According to the re-notification of the Punjab Land Preservation Act 1900 (PLPA) of January 4, 2013, eucalyptus, poplar, bakain, bamboos, tut, guava and ailanthus, have been exempted from the forest department’s protection shield. This suggests that these seven trees can be cut down by anyone. Earlier in 2011, only two species were exempted - eucalyptus and poplar.

On the other hand, environmentalists in the city have been opposing the move since its inception.According to them, these trees make for 30% of the city’s tree cover. “The seven exempted trees are nearly 30% of Gurgaon’s total tree cover. Since they are exempted, there is no compensatory aforestation policy either. If this goes on for long, Gurgaon will lose most of its green cover,” said Vivek Kamboj, an environmentalist at NGO Haryali.

On March 19, Hindustan Times had highlighted the environmentalists’ non-acceptance on the issue of blanket exemption.

The purpose of the exemption was for rural areas in Haryana, wherein the exempted trees are usually used by farmers for commercial purposes.

For example, eucalyptus is used for making paper and oil. Bamboo has a high commercial value and the wood of ailanthus is used to make matchsticks.

Thus, prior to the exemption, farmers had to seek permission to cut down a tree.

Trees such as eucalyptus and poplar are orchard and timber species with high commercial value. The exemption was to do away with the tedious procedure of seeking permission every time a farmer wanted to axe a tree. “It is wrong to have a blanket exemption.
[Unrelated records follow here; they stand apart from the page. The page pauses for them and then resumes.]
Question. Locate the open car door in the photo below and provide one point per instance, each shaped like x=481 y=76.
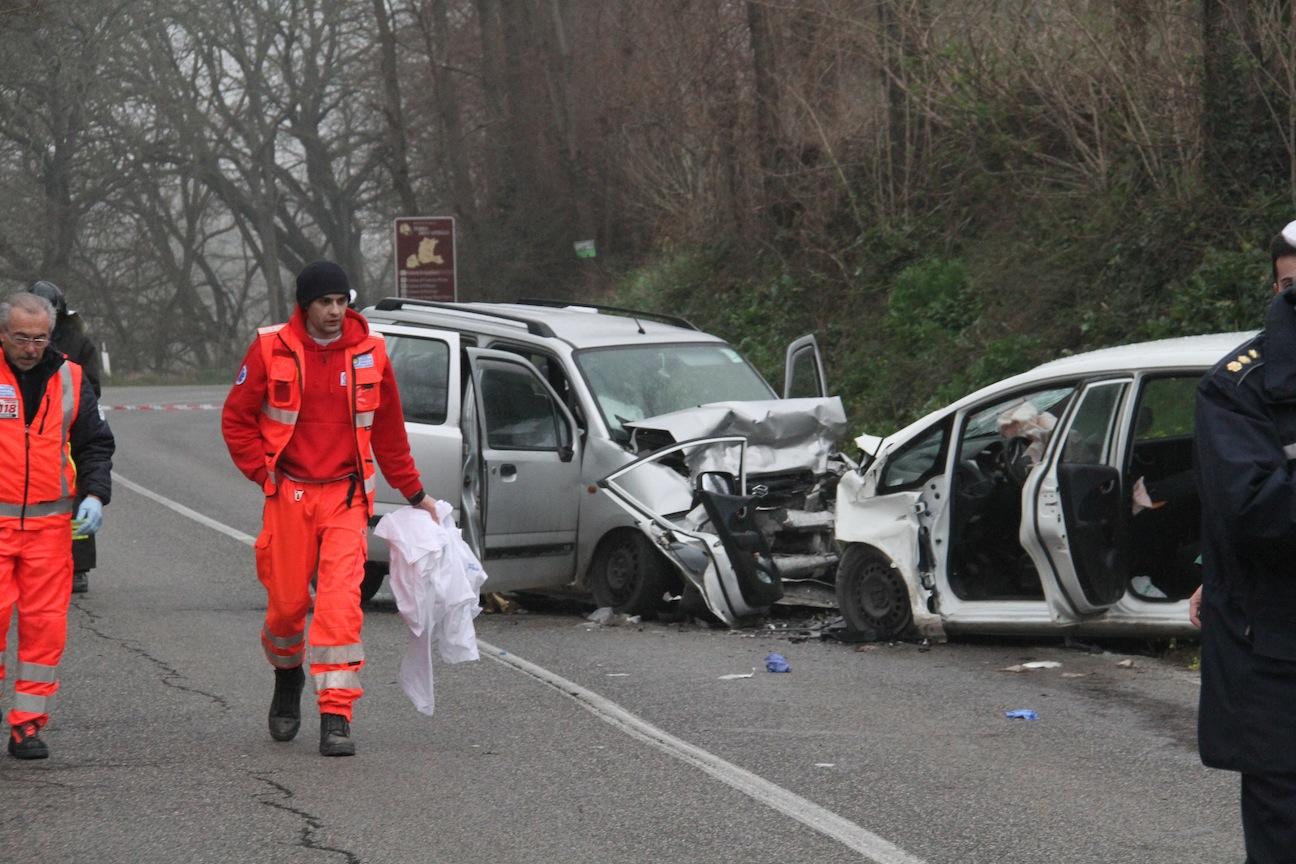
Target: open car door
x=425 y=364
x=1075 y=509
x=521 y=473
x=802 y=369
x=691 y=500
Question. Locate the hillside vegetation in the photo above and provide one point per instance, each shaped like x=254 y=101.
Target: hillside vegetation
x=946 y=191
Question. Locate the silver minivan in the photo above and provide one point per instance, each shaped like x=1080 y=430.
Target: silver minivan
x=519 y=412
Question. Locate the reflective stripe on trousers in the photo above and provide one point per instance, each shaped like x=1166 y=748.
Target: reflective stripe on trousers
x=310 y=529
x=36 y=570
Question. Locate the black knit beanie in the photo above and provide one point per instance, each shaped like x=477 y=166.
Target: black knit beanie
x=319 y=279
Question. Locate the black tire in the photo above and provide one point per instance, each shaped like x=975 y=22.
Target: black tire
x=627 y=574
x=872 y=596
x=373 y=575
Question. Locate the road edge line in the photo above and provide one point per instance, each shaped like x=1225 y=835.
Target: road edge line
x=805 y=811
x=822 y=820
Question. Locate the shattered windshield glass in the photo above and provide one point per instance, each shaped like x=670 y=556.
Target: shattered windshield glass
x=631 y=382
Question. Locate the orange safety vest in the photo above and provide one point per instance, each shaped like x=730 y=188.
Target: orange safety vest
x=38 y=486
x=284 y=356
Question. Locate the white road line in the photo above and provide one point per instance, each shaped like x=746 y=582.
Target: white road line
x=845 y=832
x=827 y=823
x=183 y=511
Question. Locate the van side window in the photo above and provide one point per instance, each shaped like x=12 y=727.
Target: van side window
x=520 y=413
x=916 y=461
x=551 y=369
x=421 y=368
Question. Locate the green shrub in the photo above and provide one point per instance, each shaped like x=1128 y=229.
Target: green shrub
x=1226 y=292
x=931 y=299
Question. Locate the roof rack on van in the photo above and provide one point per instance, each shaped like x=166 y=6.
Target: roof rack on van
x=614 y=310
x=395 y=303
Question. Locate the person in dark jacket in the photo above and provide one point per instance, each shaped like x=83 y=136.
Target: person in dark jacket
x=1246 y=451
x=57 y=457
x=70 y=338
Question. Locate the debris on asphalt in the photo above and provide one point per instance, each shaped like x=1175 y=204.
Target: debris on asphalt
x=1032 y=665
x=1021 y=714
x=776 y=663
x=605 y=617
x=500 y=604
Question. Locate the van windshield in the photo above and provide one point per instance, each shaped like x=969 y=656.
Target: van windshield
x=631 y=382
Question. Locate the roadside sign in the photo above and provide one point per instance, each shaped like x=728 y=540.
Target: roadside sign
x=425 y=258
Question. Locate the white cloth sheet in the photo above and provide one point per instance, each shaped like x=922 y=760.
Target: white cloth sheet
x=436 y=579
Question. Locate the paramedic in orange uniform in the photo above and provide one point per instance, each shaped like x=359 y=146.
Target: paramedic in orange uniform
x=312 y=406
x=53 y=448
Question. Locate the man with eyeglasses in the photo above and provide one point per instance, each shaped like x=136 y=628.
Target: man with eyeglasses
x=55 y=447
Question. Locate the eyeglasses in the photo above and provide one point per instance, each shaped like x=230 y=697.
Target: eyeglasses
x=23 y=341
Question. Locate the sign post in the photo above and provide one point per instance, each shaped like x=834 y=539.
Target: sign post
x=425 y=258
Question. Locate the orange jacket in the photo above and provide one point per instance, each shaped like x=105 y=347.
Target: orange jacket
x=262 y=408
x=39 y=482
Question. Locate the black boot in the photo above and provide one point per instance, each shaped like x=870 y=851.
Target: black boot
x=336 y=736
x=25 y=742
x=285 y=709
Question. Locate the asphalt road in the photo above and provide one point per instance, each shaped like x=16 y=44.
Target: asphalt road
x=568 y=741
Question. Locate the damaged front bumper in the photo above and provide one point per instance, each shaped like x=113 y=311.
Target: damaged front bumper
x=694 y=500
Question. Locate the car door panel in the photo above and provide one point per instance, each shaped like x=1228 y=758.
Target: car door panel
x=1073 y=509
x=1091 y=499
x=427 y=367
x=521 y=476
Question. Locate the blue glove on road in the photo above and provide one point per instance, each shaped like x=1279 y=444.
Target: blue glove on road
x=90 y=517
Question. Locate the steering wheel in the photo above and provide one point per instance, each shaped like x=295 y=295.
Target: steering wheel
x=1014 y=460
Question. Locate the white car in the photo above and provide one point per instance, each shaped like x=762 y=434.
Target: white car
x=1058 y=500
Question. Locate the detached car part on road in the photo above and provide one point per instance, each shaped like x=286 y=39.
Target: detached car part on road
x=517 y=411
x=1058 y=500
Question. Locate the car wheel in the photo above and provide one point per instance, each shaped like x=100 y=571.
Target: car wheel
x=373 y=575
x=871 y=595
x=627 y=574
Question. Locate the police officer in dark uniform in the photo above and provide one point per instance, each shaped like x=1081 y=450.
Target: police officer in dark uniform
x=70 y=338
x=1246 y=450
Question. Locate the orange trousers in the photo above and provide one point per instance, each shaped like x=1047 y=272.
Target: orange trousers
x=36 y=577
x=309 y=529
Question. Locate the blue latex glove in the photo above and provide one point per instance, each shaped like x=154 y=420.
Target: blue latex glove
x=90 y=516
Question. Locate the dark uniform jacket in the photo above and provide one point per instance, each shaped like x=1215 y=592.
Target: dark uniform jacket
x=90 y=438
x=1246 y=450
x=70 y=338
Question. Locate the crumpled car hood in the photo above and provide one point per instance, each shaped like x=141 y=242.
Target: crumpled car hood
x=782 y=434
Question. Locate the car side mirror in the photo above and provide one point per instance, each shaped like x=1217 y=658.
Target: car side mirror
x=721 y=482
x=868 y=448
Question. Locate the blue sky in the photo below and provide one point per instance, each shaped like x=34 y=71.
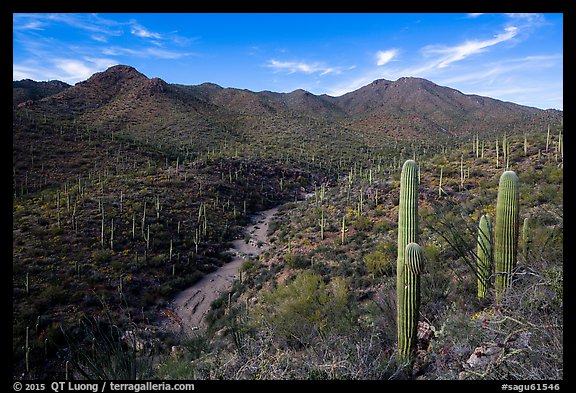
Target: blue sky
x=512 y=57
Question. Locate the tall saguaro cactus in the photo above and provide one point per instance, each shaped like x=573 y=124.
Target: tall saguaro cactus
x=407 y=233
x=484 y=255
x=506 y=231
x=408 y=312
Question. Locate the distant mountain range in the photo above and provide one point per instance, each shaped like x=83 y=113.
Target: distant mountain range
x=408 y=108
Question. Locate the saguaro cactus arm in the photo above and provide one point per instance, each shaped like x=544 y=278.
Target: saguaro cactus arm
x=506 y=231
x=408 y=313
x=484 y=255
x=407 y=233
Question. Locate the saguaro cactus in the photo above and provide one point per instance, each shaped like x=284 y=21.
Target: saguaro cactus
x=526 y=240
x=408 y=313
x=407 y=233
x=484 y=255
x=506 y=231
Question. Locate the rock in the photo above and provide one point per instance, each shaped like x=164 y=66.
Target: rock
x=424 y=335
x=483 y=356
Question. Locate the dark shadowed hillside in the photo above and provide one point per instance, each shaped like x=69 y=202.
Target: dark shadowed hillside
x=27 y=89
x=128 y=191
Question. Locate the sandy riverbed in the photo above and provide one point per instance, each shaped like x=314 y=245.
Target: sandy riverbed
x=191 y=305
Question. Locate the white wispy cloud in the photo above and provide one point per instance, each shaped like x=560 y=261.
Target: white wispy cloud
x=142 y=32
x=148 y=52
x=385 y=56
x=64 y=69
x=452 y=54
x=307 y=68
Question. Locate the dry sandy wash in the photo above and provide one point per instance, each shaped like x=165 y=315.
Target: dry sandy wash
x=191 y=305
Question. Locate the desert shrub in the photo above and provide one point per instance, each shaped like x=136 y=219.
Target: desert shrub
x=296 y=261
x=102 y=256
x=306 y=307
x=382 y=261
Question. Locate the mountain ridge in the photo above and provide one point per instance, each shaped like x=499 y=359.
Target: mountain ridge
x=407 y=108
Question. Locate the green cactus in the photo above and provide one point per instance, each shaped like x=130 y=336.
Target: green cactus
x=484 y=255
x=407 y=233
x=408 y=312
x=506 y=231
x=526 y=240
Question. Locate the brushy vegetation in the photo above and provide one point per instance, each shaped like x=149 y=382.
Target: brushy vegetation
x=129 y=222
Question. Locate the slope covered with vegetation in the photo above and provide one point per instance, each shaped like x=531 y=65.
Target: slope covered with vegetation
x=127 y=190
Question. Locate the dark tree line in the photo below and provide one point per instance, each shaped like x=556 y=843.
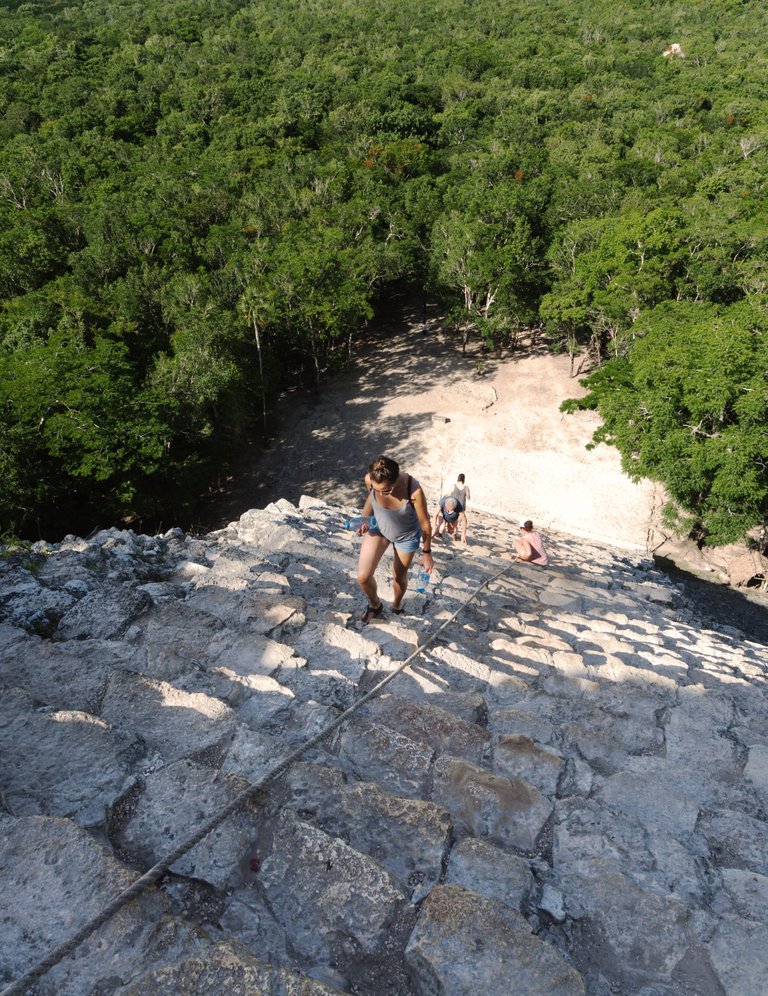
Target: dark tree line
x=200 y=201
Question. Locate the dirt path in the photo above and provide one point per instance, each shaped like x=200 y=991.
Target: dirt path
x=416 y=398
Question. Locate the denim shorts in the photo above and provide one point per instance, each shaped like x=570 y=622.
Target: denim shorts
x=409 y=545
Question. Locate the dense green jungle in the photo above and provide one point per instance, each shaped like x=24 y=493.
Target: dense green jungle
x=201 y=203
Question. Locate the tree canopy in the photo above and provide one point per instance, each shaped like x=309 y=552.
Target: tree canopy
x=199 y=201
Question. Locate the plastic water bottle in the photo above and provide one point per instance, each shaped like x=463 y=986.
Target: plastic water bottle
x=361 y=520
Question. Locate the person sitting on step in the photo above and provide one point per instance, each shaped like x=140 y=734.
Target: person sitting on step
x=530 y=546
x=449 y=518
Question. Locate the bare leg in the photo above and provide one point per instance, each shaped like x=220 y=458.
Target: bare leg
x=400 y=566
x=371 y=552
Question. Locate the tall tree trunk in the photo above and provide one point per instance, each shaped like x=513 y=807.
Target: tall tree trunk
x=257 y=337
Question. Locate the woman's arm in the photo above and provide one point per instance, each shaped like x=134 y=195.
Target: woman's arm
x=420 y=504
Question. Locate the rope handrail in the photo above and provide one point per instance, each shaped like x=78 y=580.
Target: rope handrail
x=155 y=873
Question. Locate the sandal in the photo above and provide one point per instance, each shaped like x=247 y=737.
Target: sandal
x=369 y=613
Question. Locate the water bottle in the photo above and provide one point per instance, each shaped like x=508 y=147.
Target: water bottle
x=361 y=520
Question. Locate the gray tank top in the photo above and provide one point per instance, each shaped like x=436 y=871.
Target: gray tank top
x=397 y=524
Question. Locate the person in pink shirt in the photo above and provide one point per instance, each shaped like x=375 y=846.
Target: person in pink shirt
x=530 y=546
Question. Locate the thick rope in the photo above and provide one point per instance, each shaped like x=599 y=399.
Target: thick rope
x=156 y=872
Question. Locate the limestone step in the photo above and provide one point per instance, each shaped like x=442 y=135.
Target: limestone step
x=566 y=792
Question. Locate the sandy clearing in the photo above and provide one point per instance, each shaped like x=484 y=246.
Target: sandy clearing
x=504 y=431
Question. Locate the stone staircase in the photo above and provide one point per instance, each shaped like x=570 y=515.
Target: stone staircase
x=566 y=793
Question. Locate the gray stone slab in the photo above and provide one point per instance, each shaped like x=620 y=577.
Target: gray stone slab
x=489 y=871
x=746 y=892
x=53 y=675
x=515 y=755
x=631 y=936
x=166 y=806
x=60 y=763
x=652 y=858
x=177 y=723
x=55 y=879
x=372 y=752
x=463 y=945
x=409 y=837
x=327 y=896
x=736 y=840
x=652 y=802
x=739 y=955
x=225 y=969
x=431 y=725
x=102 y=614
x=507 y=811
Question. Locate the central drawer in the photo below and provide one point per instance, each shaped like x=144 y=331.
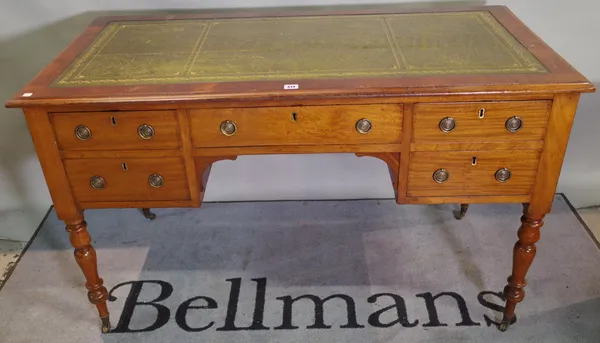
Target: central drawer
x=128 y=179
x=463 y=173
x=301 y=125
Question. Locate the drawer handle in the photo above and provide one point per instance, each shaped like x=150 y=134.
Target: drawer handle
x=146 y=131
x=363 y=126
x=503 y=175
x=97 y=182
x=514 y=124
x=447 y=124
x=83 y=133
x=441 y=175
x=155 y=180
x=228 y=128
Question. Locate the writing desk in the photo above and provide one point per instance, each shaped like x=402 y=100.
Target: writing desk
x=464 y=106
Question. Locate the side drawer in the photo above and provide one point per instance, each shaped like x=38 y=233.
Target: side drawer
x=116 y=130
x=301 y=125
x=128 y=179
x=480 y=122
x=464 y=173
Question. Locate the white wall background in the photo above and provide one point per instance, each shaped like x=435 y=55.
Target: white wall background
x=32 y=32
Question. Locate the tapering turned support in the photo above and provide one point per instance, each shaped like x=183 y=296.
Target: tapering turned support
x=85 y=255
x=463 y=211
x=523 y=254
x=148 y=214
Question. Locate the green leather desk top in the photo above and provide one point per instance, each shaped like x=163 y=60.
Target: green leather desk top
x=280 y=48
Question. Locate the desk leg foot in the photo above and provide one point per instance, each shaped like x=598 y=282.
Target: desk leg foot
x=149 y=215
x=105 y=324
x=85 y=255
x=523 y=254
x=463 y=211
x=506 y=323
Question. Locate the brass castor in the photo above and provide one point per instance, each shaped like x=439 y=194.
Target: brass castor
x=505 y=323
x=148 y=214
x=463 y=211
x=105 y=324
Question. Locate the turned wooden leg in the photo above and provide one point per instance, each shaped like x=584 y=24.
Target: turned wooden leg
x=523 y=254
x=85 y=255
x=148 y=214
x=463 y=211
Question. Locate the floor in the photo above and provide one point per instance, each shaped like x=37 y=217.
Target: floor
x=11 y=251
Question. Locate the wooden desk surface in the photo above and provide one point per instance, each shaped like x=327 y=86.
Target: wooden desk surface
x=240 y=56
x=464 y=106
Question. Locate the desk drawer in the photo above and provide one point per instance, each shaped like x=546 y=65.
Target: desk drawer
x=360 y=124
x=116 y=130
x=480 y=122
x=128 y=179
x=472 y=173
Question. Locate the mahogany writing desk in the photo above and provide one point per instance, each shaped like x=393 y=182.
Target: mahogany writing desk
x=464 y=106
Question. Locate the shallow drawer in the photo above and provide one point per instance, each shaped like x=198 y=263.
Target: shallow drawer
x=128 y=179
x=480 y=122
x=300 y=125
x=472 y=173
x=116 y=130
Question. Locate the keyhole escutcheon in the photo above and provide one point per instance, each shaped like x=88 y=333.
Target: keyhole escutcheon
x=481 y=113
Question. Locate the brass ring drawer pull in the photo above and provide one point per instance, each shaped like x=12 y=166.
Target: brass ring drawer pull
x=441 y=175
x=363 y=126
x=447 y=124
x=83 y=133
x=514 y=124
x=146 y=131
x=155 y=180
x=228 y=128
x=503 y=175
x=97 y=182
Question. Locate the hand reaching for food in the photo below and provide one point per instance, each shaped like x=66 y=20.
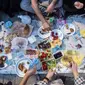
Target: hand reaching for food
x=78 y=5
x=46 y=27
x=22 y=68
x=75 y=69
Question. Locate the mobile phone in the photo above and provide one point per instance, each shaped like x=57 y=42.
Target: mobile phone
x=58 y=55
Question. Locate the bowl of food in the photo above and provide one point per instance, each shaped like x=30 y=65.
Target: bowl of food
x=22 y=66
x=43 y=34
x=44 y=45
x=3 y=63
x=56 y=34
x=68 y=29
x=19 y=43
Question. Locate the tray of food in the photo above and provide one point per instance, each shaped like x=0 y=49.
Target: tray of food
x=32 y=53
x=3 y=63
x=44 y=45
x=56 y=38
x=42 y=33
x=68 y=29
x=22 y=66
x=72 y=55
x=47 y=60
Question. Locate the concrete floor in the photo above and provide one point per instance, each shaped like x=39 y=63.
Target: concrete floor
x=16 y=80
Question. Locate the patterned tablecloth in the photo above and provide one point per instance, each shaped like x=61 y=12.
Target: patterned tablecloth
x=69 y=44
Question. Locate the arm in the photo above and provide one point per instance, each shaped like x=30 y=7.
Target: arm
x=37 y=10
x=46 y=26
x=27 y=76
x=51 y=6
x=78 y=80
x=78 y=4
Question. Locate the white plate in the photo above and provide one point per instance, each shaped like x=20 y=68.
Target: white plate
x=60 y=34
x=66 y=31
x=23 y=60
x=46 y=35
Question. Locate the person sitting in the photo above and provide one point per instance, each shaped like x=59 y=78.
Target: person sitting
x=40 y=7
x=77 y=79
x=73 y=7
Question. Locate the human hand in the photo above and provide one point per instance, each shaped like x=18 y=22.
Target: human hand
x=32 y=71
x=78 y=5
x=50 y=74
x=50 y=8
x=75 y=70
x=46 y=27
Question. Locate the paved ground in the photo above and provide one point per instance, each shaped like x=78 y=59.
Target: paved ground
x=16 y=80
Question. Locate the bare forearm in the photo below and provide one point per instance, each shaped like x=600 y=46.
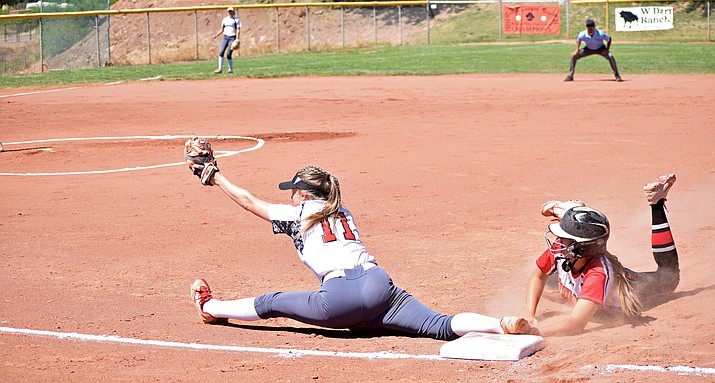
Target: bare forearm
x=242 y=197
x=534 y=289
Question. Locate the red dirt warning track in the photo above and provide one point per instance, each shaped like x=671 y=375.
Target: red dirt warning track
x=445 y=176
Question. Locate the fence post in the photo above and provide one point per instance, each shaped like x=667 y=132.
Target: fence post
x=568 y=18
x=427 y=14
x=42 y=54
x=109 y=42
x=96 y=34
x=278 y=32
x=399 y=21
x=374 y=23
x=148 y=35
x=499 y=18
x=196 y=33
x=342 y=25
x=307 y=25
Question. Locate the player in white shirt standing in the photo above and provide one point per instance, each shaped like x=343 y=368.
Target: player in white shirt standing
x=354 y=290
x=231 y=30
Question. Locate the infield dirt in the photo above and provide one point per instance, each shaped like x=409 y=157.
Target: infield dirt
x=445 y=176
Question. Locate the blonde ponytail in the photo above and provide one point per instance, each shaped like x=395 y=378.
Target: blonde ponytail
x=630 y=304
x=329 y=188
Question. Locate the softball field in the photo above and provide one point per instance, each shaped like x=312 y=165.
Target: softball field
x=104 y=230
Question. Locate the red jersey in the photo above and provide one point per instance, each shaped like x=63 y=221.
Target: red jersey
x=593 y=283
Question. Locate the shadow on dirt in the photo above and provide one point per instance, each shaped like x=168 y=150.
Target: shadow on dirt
x=360 y=332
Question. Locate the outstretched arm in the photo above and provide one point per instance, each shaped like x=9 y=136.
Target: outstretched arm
x=578 y=46
x=582 y=312
x=242 y=197
x=534 y=289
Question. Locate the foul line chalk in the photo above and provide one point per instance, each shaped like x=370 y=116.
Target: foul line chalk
x=682 y=370
x=286 y=353
x=296 y=353
x=219 y=154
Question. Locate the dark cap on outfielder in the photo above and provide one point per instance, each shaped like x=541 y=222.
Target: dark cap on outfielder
x=297 y=183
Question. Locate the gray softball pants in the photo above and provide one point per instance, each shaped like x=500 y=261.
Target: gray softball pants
x=584 y=52
x=226 y=42
x=360 y=297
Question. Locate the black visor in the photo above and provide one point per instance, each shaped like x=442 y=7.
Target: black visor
x=297 y=183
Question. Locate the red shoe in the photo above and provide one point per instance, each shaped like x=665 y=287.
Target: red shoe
x=658 y=190
x=557 y=208
x=517 y=326
x=200 y=294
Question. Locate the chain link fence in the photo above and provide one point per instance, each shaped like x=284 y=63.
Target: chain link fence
x=86 y=39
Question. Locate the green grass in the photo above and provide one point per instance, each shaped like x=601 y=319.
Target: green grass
x=410 y=60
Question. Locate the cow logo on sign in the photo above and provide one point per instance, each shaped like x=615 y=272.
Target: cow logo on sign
x=644 y=18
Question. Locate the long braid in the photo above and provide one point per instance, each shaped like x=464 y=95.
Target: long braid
x=330 y=188
x=630 y=304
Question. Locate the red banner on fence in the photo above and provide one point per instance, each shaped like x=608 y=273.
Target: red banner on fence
x=532 y=19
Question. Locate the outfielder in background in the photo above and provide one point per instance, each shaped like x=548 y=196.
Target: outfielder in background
x=594 y=39
x=353 y=291
x=231 y=31
x=589 y=276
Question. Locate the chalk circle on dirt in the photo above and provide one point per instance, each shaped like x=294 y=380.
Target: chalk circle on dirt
x=217 y=153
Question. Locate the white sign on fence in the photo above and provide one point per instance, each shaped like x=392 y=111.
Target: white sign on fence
x=644 y=19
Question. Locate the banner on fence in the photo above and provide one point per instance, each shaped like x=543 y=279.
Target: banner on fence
x=644 y=19
x=532 y=19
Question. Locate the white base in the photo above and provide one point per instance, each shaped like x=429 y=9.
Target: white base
x=480 y=346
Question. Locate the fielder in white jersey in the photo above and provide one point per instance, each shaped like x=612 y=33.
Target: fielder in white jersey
x=354 y=290
x=231 y=30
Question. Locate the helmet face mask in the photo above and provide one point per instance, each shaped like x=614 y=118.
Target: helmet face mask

There is a difference in rural and urban areas. Although these trees have commercial value in the villages, they have high environmental benefits in urban areas. Moreover, Gurgaon’s tree cover is about 4%, according to the Forest Survey of India,” said Chetan Agarwal, an eminent environmental analyst. In addition, environmentalists say that Gurgaon, like Delhi and Chandigarh, needs a Tree Preservation Act.